The lower level of ASC responses induced by the VLP2×/AttHRV regimen compared to the AttHRV/VLP2 regimen was possibly due to functional compartmentalization of the mucosal inductive site (NALT) involved in these vaccination approaches (33). The mucosal immune system has been proposed to be compartmentalized such that lymphocytes preferentially migrate back into tissues where the cells were primed (5, 33, 42). Investigations of mucosal immunization or experimental infection of rodents and pigs (23, 43, 46) suggest that the migration of B cells induced in NALT and bronchial associated lymphoid tissues (BALT) to the intestinal lamina propria is much less efficient in terms of generating intestinal IgA antibody responses than the extensive mucosal dissemination of GALT-derived B cells (24). In addition, the much greater mass of GALT inductive sites compared to NALT or BALT in pigs favors the generation of greater B-cell responses (46). Previous studies of the immunization of women against cholera, an enteric pathogen, suggest that women who received parenteral immunizations with cholera vaccine and who were previously naturally exposed to cholera had significant increases in IgA antibodies in breast milk compared to previously unexposed women (44). A study of a respiratory Sendai virus vaccine showed that protection was provided by oral immunization of mice only after an i.n. priming dose of the live virus was given (20). The results of our studies, the cholera natural infection and vaccination (44), and the respiratory Sendai virus vaccines (20) collectively suggest that priming of the mucosal inductive site at the portal of natural infection with a replicating vaccine may be important for induction of protective immunity when boosting doses are given via a different vaccination route.

Higher IgM, IgA, and especially IgG ASC responses were observed in the spleen and/or the blood of pigs immunized with the VLP2×/AttHRV regimen compared to the AttHRV/VLP2× regimen. This result is consistent with previous observations of pigs i.n. inoculated with a porcine respiratory coronavirus (PRCV) and challenged orally with transmissible gastroenteritis virus (TGEV) (46). In this study, immunization via BALT (PRCV infection) induced high systemic ASC responses with low numbers of ASCs in the intestine and provided partial protection against gastroenteritis after challenge with TGEV. In contrast, immunization via GALT (TGEV infection) induced high numbers of IgA ASCs in the intestine and provided complete protection against TGEV disease. It has been suggested that i.n. immunization, in general, is efficient for stimulating systemic immunity (4) and elicits an antibody response with later onset but of longer duration than the oral route (34).

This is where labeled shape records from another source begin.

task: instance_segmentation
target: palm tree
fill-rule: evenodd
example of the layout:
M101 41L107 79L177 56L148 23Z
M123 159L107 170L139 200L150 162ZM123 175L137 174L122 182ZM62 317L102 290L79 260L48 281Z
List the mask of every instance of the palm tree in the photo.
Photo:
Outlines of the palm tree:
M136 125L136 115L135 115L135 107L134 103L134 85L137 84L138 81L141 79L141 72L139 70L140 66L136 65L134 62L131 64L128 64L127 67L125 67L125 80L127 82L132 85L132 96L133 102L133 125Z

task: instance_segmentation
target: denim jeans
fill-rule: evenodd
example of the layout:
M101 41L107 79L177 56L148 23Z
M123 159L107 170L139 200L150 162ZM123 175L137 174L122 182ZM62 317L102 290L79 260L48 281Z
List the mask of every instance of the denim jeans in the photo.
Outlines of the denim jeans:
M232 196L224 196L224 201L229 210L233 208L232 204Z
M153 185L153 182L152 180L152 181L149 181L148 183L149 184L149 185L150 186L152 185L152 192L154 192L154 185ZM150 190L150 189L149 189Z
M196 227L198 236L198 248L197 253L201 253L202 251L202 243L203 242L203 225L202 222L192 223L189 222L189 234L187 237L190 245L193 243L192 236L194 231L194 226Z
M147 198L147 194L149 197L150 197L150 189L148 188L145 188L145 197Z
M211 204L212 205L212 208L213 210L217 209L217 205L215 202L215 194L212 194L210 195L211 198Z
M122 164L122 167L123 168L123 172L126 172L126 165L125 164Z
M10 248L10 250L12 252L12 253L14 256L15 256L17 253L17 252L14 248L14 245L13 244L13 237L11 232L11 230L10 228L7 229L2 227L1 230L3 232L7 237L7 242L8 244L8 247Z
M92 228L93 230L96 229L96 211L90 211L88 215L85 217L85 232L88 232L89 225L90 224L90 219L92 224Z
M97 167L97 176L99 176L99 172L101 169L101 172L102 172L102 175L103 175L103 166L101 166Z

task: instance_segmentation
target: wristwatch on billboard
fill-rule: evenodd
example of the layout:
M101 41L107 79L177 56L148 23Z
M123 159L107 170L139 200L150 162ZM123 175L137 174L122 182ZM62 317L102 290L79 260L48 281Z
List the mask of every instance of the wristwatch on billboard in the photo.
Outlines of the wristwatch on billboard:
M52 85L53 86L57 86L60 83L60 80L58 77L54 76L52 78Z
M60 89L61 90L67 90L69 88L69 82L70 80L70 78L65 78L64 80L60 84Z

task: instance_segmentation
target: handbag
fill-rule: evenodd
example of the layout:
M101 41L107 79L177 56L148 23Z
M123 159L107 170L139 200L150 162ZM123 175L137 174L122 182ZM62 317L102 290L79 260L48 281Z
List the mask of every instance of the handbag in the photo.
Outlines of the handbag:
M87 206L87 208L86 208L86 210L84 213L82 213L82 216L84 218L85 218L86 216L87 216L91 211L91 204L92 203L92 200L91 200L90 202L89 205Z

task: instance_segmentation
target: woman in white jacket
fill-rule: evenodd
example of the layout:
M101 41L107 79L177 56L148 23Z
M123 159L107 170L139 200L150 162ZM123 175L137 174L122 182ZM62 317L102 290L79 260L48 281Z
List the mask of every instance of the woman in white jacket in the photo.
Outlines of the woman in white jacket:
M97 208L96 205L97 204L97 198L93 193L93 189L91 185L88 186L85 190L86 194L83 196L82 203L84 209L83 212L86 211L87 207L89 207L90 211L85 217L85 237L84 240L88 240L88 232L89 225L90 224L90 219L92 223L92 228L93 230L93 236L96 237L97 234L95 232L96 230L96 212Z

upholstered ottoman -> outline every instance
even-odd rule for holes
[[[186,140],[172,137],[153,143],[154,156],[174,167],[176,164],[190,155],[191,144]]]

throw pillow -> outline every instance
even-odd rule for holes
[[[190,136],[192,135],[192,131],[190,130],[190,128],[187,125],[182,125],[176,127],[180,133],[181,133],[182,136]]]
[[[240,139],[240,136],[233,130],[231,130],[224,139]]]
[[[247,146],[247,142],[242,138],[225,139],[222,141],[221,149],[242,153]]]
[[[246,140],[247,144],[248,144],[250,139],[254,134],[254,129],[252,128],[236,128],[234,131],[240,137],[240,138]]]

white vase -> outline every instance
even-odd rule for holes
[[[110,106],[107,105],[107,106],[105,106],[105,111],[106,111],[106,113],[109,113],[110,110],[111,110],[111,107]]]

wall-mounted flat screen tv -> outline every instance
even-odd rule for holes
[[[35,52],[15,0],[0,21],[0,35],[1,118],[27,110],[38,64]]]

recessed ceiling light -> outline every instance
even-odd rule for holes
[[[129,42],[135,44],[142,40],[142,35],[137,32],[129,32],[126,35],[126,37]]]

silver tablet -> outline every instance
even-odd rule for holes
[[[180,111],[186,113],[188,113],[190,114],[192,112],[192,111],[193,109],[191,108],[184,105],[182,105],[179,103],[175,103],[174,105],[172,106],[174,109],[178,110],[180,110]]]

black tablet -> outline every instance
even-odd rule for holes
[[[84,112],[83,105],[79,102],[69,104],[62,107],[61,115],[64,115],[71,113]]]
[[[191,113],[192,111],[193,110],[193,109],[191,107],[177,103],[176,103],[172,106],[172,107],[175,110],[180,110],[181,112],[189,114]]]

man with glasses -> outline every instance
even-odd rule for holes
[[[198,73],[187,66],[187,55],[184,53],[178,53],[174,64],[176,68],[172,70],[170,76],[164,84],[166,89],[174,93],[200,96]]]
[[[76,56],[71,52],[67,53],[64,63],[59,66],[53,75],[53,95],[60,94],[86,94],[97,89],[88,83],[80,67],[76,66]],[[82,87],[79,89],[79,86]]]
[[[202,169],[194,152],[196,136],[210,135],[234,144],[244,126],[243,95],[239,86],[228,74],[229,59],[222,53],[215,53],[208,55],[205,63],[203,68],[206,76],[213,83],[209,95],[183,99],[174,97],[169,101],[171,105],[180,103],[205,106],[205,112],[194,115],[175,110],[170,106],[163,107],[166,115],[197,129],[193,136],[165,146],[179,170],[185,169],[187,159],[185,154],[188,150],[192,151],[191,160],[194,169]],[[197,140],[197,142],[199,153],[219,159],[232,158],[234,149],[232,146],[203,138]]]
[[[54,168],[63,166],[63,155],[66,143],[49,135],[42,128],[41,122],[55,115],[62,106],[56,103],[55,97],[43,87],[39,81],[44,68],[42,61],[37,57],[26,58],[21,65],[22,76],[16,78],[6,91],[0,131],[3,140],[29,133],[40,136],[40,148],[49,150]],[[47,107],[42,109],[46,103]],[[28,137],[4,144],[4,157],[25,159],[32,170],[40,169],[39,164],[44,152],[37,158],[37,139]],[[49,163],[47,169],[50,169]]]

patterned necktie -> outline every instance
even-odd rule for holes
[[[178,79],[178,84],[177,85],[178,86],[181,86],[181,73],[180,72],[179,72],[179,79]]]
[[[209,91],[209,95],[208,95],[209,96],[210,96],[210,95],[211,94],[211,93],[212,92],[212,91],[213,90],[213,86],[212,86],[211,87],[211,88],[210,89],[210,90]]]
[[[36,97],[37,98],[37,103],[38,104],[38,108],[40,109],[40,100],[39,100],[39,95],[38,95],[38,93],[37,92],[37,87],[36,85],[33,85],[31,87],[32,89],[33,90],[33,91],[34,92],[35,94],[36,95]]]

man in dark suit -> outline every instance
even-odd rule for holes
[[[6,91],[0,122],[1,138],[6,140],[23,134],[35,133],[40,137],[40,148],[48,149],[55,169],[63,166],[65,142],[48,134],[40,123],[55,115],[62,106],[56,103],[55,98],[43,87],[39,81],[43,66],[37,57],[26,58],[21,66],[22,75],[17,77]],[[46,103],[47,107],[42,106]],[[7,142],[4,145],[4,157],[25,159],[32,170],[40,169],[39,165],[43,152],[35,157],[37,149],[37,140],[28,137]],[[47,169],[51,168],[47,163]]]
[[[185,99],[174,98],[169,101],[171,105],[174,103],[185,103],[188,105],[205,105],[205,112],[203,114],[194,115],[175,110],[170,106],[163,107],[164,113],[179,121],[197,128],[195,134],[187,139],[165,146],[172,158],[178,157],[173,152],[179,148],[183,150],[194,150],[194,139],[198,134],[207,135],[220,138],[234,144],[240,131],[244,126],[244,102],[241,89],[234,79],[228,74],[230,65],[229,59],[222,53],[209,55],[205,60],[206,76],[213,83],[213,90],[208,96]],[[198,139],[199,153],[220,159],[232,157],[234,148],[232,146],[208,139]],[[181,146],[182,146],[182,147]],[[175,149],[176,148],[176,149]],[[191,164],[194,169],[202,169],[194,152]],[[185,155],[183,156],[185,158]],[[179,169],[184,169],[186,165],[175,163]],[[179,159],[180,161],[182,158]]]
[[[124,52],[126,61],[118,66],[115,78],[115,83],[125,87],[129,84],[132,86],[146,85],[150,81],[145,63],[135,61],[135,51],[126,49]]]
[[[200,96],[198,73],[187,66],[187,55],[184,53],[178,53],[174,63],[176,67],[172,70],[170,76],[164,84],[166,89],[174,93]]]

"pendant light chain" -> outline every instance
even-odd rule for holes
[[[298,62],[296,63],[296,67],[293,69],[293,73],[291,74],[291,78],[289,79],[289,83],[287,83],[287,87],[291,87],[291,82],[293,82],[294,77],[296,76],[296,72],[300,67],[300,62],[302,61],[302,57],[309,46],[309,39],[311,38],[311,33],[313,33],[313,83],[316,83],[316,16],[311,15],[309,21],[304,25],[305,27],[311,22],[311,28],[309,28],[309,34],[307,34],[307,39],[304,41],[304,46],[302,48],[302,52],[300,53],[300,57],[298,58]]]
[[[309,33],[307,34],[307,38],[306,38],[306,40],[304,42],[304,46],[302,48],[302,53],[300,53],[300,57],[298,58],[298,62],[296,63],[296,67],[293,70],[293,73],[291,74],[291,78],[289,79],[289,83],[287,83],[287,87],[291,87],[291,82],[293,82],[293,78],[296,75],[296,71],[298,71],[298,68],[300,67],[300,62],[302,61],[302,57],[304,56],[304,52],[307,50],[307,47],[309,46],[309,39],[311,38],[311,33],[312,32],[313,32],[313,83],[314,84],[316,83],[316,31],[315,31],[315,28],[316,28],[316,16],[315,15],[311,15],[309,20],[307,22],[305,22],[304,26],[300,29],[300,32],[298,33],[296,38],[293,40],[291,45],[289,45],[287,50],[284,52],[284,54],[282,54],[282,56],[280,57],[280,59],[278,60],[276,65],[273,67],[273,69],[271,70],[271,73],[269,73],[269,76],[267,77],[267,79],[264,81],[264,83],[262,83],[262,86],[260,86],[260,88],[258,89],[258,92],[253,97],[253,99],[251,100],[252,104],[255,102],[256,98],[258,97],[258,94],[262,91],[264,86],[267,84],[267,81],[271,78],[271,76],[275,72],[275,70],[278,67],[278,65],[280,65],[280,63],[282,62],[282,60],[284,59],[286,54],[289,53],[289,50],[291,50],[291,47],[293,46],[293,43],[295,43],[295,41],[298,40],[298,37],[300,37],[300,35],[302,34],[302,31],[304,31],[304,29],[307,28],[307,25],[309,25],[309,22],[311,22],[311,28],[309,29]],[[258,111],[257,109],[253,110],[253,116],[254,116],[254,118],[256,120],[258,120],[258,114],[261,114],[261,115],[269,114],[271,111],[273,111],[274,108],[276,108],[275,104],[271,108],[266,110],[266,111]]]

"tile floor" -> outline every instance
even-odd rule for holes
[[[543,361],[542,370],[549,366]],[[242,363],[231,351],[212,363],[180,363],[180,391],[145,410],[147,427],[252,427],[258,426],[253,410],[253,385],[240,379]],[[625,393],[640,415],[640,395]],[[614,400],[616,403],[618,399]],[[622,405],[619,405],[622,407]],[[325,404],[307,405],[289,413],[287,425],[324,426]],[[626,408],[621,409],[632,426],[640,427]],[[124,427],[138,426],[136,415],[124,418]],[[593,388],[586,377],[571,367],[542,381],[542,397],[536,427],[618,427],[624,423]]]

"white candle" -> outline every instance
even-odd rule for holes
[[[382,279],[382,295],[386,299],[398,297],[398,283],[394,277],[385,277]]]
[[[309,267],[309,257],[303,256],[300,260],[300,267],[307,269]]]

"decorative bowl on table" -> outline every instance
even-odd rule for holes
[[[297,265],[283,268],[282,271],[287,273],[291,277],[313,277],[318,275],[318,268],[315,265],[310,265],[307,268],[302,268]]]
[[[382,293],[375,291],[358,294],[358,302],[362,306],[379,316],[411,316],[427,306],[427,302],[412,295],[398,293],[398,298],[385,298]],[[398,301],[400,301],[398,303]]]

In conclusion, the combined vaccination routes (oral followed by i.n., with the involvement of GALT and then NALT) and vaccine types (replicating virus followed by nonreplicating VLPs) effectively stimulated the intestinal immune system as indicated by highest ASC responses compared to all other types of vaccines tested and conferred moderately high protection to pigs against rotavirus infection and disease. The protection rate of this regimen may be further improved by using triple-layered 2/4/6/7 VLPs to directly boost the ASC responses to VP4 and VP7 and neutralizing antibodies that were primed by the first dose of live AttHRV, likely achieving a higher protection rate as reported with intact rotavirus (51, 53). These findings have important implications for the development of new vaccination strategies for various mucosal pathogens. The use of a replicating vaccine to prime the B and T cells in the major inductive site, followed by boosting with a nonreplicating vaccine at a second mucosal inductive site, may be a highly effective approach to stimulate the mucosal immune system and induce protective immunity.